L’action se déroule à Florence, au XVIe siècle. Le vieux peintre maniériste Pontormo a été assassiné au pied des fresques auxquelles il travaillait depuis onze ans. Un tableau a été maquillé. Un crime de lèse-majesté a été commis. Vasari, l’homme à tout faire du Duc de Florence, accessoirement considéré comme l’inventeur de l’histoire de l’art et le premier à avoir employé le mot de « Renaissance », est chargé de l’enquête.
La situation à Florence en 1557 exige doigté, discrétion, loyauté, sensibilité artistique et compréhension politique. L’Europe est une poudrière. L’Italie est le terrain où s’affrontent la France et l’Espagne, les deux grandes puissances. Le Duc de Florence, Cosimo de Médicis, doit faire face aux convoitises de la reine de France, sa cousine Catherine de Médicis, alliée à son vieil ennemi, le républicain Piero Strozzi qui écume les environs avec l’armée du Duc de Guise. La ville pullule de savonarolistes nostalgiques d’un ordre moral qui condamne les nudités de Michel-Ange et de ses disciples maniéristes. Le pape lui-même est un inquisiteur de la pire espèce, celui qui a instauré la mise à l’index des livres jugés immoraux ou dangereux.
Une enquête policière à Florence en 1557 au côté des Médicis, il ne m’en fallait pas plus pour me plaire. L’intrigue policière admirablement écrite et documentée, et le style épistolaire m’ont fait m’embarquer assez rapidement, mais le côté un peu répétitif m’a parfois lassé au niveau des différents échanges et j’y ai malheureusement trouvé quelques longueurs, ce qui fait que ce sera un avis en demi-teinte pour moi.

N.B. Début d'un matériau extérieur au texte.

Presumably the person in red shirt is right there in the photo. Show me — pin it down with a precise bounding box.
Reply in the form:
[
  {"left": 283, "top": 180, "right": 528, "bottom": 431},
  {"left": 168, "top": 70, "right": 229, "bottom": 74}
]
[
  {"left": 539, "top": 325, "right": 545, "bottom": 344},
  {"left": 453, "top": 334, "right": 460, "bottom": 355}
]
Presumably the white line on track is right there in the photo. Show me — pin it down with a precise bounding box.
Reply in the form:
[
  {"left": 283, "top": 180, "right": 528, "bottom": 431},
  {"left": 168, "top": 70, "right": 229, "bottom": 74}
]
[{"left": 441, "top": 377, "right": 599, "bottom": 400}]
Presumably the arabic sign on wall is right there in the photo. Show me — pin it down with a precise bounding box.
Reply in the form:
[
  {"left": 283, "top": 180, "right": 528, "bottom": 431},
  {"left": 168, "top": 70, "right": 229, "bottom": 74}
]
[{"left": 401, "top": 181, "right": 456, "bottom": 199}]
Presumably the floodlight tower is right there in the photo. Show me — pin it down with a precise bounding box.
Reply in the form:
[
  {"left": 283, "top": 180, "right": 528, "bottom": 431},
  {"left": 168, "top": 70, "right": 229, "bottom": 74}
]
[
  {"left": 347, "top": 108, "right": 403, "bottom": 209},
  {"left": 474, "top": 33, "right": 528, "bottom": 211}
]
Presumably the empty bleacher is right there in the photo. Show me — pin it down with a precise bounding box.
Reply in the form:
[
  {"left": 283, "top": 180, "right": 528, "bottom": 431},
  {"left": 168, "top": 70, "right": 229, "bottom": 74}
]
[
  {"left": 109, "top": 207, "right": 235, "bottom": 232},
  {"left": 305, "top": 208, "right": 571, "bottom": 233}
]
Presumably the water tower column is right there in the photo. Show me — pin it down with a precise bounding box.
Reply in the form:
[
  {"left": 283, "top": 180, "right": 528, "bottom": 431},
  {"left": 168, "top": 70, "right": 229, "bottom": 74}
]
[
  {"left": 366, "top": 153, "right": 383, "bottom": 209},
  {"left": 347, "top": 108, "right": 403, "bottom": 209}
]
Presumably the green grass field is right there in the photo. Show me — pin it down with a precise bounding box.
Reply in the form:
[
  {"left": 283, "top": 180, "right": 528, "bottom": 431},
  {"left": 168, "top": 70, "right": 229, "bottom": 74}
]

À la fin du XVIIIe siècle, un gouvernement tyrannique est résolu à faire de l’Angleterre un empire commercial puissant. En France, c’est le début de l’ascension au pouvoir de Napoléon Bonaparte. Les dissensions sont nombreuses et les pays voisins de la France en alerte maximale. Il y a de la révolution dans l’air…
Et elle est aussi industrielle. Sans précédent, elle bouleverse la vie des ouvriers des prospères manufactures de textile de Kingsbridge. La mécanisation galopante et l’invention de nouvelles machines à tisser engendrent l’obsolescence de plusieurs métiers et brisent des familles entières.
Tandis qu’un conflit international devient inéluctable, un petit groupe d’habitants de Kingsbridge – dont Sal, fileuse, Spade, tisserand, et Kit, le fils volontaire et ingénieux de Sal – va incarner la lutte d’une génération pour un avenir libre de toute oppression.
L’auteur nous parle dans son roman de deux révolutions, la première se déroulant en France avec la révolution française et la décapitation du roi Louis XVI et la deuxième qui se déroule en Angleterre avec la révolution Industrielle.
Ce roman nous explique comment la société anglaise va se transformer et comment les ouvriers/ouvrières et les propriétaires fort conservateurs vont devoir évoluer avec leur temps et trouver des solutions pour contenter tout le monde. On apprend pas mal de choses, par contre la bataille de Waterloo est un peu longue, car beaucoup de détails à la minute près. Sinon, belle écriture, ça se lit bien.